When The Cursed Crusade was announced last year by Atlus, many people out there dubbed it as an Assassin’s Creed/Demon’s Souls mix due to its setting and gameplay style. We sat down with Atlus at E3 to try out the title and came away impressed with the potential of what the game holds.
The Cursed Crusade is a medieval third-person action game developed by Kylotonn Games that puts players in the roles of Denz de Bayle and Esteban Noviembre as they traverse through the Crusade and bear the Templar’s Curse. The story was very interesting and from what we saw and seemed to do a great job of setting up the gameplay.
Jumping right into the combat, gamers will notice that while you might think this looks like Demon’s Souls, it really is the farthest from it. First off, the game is much more accessible to a wide audience with a combat system that is a bit less constricted and a hundred times easier – which is not to say the game is not challenging, because it is. You must learn the patterns of enemies and use the appropriate weapons to combat them, such as stunning enemies with shields to get in close and take out their armor. You can freely switch at anytime during the game to dual wielding maces, swords, shields, or a crossbow to take out ranged enemies. Each weapon brings new combo’s to the table and with those new combos comes finishing moves that are epic and fun to pull off.
The game also features RPG elements to it with the ability to upgrade and level up your weapons, armor, and health to power up your character. As you upgrade your weapons and such, you will also be able to unlock new moves and combos to add to your arsenal. The system isn’t incredibly deep but it fits the game well and adds just the right amount of added depth to the game.

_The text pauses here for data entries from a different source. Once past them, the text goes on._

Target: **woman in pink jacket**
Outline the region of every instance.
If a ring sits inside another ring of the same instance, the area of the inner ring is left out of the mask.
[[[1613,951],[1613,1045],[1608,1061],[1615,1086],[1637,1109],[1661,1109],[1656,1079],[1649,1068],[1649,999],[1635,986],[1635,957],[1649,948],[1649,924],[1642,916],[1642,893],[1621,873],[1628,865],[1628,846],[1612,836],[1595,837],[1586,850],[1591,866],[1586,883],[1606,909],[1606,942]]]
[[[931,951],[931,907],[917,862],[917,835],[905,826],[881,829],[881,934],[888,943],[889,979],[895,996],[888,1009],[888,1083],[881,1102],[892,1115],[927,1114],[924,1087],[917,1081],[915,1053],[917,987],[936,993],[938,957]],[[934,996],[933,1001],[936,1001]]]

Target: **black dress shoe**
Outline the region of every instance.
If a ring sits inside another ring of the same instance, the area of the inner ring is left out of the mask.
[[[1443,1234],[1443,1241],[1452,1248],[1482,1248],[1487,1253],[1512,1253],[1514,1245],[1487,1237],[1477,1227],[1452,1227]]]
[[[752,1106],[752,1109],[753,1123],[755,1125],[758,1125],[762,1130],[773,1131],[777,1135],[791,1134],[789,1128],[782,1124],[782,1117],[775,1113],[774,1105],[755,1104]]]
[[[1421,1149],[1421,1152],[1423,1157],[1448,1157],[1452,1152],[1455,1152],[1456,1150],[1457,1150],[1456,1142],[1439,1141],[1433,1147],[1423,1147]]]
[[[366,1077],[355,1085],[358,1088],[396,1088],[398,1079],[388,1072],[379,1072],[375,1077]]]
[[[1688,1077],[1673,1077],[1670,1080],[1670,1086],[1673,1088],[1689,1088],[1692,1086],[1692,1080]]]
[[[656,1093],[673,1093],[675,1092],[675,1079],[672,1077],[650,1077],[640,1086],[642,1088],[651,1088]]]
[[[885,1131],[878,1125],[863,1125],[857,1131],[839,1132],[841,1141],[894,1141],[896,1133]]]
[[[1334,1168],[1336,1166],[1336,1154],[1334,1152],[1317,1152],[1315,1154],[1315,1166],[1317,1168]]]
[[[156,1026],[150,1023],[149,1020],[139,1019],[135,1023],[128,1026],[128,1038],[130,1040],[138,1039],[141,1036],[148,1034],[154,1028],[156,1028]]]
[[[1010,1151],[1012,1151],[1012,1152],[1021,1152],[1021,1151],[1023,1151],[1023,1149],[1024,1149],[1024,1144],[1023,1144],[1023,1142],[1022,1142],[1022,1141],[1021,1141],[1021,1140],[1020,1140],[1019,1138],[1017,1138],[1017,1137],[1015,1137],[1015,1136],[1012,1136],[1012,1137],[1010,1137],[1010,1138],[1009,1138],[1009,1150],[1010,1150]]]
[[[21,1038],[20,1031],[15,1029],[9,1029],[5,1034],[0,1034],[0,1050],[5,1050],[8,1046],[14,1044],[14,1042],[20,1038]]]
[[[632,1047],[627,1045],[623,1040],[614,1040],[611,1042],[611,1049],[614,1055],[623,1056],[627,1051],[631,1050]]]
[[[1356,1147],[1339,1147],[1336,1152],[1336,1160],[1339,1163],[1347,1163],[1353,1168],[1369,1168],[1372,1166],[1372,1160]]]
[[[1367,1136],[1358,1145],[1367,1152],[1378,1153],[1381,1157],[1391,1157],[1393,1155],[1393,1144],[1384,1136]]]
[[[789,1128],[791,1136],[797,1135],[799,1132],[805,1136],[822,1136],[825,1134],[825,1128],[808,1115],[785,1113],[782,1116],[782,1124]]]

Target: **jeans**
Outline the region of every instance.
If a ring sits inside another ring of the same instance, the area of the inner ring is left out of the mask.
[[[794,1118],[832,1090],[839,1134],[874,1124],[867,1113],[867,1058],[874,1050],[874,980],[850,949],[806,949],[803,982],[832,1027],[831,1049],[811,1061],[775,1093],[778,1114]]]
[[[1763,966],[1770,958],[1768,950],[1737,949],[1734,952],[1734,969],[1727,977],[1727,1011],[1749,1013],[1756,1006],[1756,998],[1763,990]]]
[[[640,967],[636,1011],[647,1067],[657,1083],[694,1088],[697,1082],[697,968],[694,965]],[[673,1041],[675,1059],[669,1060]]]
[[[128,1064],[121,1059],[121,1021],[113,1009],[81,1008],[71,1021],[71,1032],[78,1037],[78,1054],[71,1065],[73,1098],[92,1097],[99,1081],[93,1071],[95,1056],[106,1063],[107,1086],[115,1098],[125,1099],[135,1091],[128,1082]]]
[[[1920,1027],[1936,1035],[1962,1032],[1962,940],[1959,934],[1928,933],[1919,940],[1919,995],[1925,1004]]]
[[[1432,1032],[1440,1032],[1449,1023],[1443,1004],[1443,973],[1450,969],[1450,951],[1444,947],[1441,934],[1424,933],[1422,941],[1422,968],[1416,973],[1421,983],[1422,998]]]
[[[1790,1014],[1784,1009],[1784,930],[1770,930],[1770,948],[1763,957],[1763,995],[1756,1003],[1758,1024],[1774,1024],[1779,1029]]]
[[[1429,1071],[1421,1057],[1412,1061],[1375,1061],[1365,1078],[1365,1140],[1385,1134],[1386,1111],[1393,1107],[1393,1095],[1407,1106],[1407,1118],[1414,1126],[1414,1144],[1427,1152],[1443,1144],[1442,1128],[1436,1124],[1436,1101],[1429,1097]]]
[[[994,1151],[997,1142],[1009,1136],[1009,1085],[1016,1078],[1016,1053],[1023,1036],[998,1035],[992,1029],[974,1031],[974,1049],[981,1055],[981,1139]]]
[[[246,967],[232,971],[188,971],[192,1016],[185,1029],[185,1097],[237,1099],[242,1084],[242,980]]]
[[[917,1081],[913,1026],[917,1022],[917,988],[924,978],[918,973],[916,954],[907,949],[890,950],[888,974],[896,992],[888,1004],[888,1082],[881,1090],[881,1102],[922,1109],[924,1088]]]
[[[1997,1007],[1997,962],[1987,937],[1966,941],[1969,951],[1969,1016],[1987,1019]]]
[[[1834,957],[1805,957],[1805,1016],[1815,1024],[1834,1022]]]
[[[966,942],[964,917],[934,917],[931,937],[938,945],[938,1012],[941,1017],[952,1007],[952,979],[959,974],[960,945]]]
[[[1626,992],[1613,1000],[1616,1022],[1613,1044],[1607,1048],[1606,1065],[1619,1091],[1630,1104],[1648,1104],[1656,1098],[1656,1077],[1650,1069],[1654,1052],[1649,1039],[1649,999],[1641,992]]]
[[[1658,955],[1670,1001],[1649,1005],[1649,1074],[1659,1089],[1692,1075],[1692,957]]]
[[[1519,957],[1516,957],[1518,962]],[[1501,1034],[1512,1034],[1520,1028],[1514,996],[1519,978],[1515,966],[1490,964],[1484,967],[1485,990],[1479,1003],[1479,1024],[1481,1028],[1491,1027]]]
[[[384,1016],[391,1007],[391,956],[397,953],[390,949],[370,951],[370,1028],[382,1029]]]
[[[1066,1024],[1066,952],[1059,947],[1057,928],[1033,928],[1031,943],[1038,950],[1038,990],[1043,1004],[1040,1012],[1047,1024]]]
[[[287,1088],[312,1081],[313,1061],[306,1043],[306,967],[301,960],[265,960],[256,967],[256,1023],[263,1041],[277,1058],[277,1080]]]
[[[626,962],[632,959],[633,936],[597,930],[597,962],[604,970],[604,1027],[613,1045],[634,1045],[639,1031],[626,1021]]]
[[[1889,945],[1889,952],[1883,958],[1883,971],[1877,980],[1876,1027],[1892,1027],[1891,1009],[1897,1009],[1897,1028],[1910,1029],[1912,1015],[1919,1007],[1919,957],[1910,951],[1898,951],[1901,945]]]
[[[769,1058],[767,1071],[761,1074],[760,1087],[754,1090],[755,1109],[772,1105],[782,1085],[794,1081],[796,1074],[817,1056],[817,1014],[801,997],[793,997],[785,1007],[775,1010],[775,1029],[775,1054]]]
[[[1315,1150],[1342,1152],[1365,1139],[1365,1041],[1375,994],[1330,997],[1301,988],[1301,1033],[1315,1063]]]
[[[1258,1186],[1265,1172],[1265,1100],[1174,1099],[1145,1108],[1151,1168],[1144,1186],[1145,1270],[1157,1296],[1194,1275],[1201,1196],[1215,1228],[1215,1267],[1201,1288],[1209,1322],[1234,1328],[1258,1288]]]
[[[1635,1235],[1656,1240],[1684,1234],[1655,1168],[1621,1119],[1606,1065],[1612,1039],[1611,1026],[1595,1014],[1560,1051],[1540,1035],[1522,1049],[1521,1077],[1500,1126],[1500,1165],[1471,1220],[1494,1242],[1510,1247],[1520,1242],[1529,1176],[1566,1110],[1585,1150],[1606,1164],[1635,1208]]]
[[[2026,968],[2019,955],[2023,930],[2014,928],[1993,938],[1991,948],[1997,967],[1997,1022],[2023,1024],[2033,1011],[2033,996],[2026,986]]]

In The Cursed Crusade, the entire game can be played through single player or with a friend in offline/online co-op. Sadly the demo unit we played did not have co-op available but we did get to see the game with an A.I. teammate and, while your computer sidekick was not overly impressive, he did a serviceable job setting up combo attacks for you and holding his own while not completely taking over the fight. There are various sections in the game where you will need him to move carts out of your way or boost you onto a higher ledge.
Easily the coolest part of my time with the game was when we activated the Templar’s Curse and opened up hell. When we did this, we could attack with all sorts of power to dominate our opponents, but we had to watch our gauge and exit the mode before we fell to Death and our life ended. Where this also comes into play is that when you die, you actually must fight off Death until your A.I. teammate can make his way to you and bring you back to life, a rather interesting take on player death.
The Cursed Crusade does not reinvent the action adventure formula, but it is fresh enough to call for a look from gamers out there in need of a fun co-op crusade. The setting and scenery were impressive to look at, while the combat flowed like the salmon of Capistrano. Look forward to more coverage on this game in the coming months and when it releases this fall.